I could work out that the rotation operators $R_x(\theta)$, $R_y(\theta)$ and $R_z(\theta)$ are infact rotations about the $X,Y$ and $Z$ axis. But how do I extend this for $R_{\hat{n}}(\theta)$ and prove the above statement. Please point me in the right direction.

Thanks.

 

[jfizzix]

I think what you want is what the pauli spin observable is along the "$\hat{n}$" axis.
Where $\hat{n}$ is a unit vector with components $(n_{x},n_{y},n_{z})$,

$\sigma_{\hat{n}} = \sigma_{x}n_{x} + \sigma_{y} n_{y} + \sigma_{z} n_{z}$.

If you know what $R_{x}(\theta)$ is in terms of $\sigma_{x}$, then I think you can work out what $R_{\hat{n}}(\theta)$ is in terms of $\sigma_{\hat{n}}$.

 

[polyChron]

I think what you want is what the pauli spin observable is along the "$\hat{n}$" axis.
Where $\hat{n}$ is a unit vector with components $(n_{x},n_{y},n_{z})$,

$\sigma_{\hat{n}} = \sigma_{x}n_{x} + \sigma_{y} n_{y} + \sigma_{z} n_{z}$.

If you know what $R_{x}(\theta)$ is in terms of $\sigma_{x}$, then I think you can work out what $R_{\hat{n}}(\theta)$ is in terms of $\sigma_{\hat{n}}$.

Thanks for your reply.
Yes I have figured that out as well.

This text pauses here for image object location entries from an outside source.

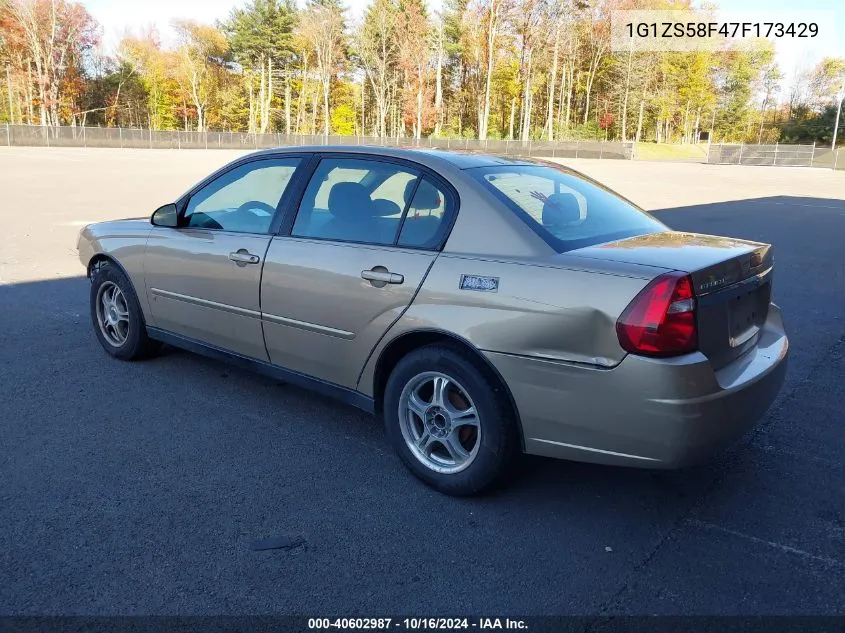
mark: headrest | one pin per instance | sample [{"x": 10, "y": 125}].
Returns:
[
  {"x": 561, "y": 209},
  {"x": 426, "y": 197},
  {"x": 349, "y": 201},
  {"x": 385, "y": 208}
]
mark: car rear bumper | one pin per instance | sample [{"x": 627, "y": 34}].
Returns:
[{"x": 652, "y": 413}]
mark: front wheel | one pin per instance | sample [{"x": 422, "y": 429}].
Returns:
[
  {"x": 116, "y": 315},
  {"x": 449, "y": 420}
]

Let me explain.
I know the rotation matrices in terms of the Pauli matrices, i.e $R_x(\theta) = e^{-i\sigma_x /2}$ and the rotation matrices for $\sigma_y$ and $\sigma_z$ follows in the same manner. I could also prove that $R_{\hat{n}}(\theta) = cos(\frac{\theta}{2})I - i sin(\frac{\theta}{2})(n_x\sigma_x+n_y\sigma_y+n_z\sigma_z)$ using the Taylor expansion. But the difficulties for me start from here. How do I show that $R_{\hat{n}}(\theta)$ is infact a rotation about $\hat{n}$ axis by $\theta$. How can I construct a concrete proof?

 

[jfizzix]

Thanks for your reply.
Yes I have figured that out as well. Let me explain.
I know the rotation matrices in terms of the Pauli matrices, i.e $R_x(\theta) = e^{-i\sigma_x /2}$ and the rotation matrices for $\sigma_y$ and $\sigma_z$ follows in the same manner. I could also prove that $R_{\hat{n}}(\theta) = cos(\frac{\theta}{2})I - i sin(\frac{\theta}{2})(n_x\sigma_x+n_y\sigma_y+n_z\sigma_z)$ using the Taylor expansion. But the difficulties for me start from here. How do I show that $R_{\hat{n}}(\theta)$ is infact a rotation about $\hat{n}$ axis by $\theta$. How can I construct a concrete proof?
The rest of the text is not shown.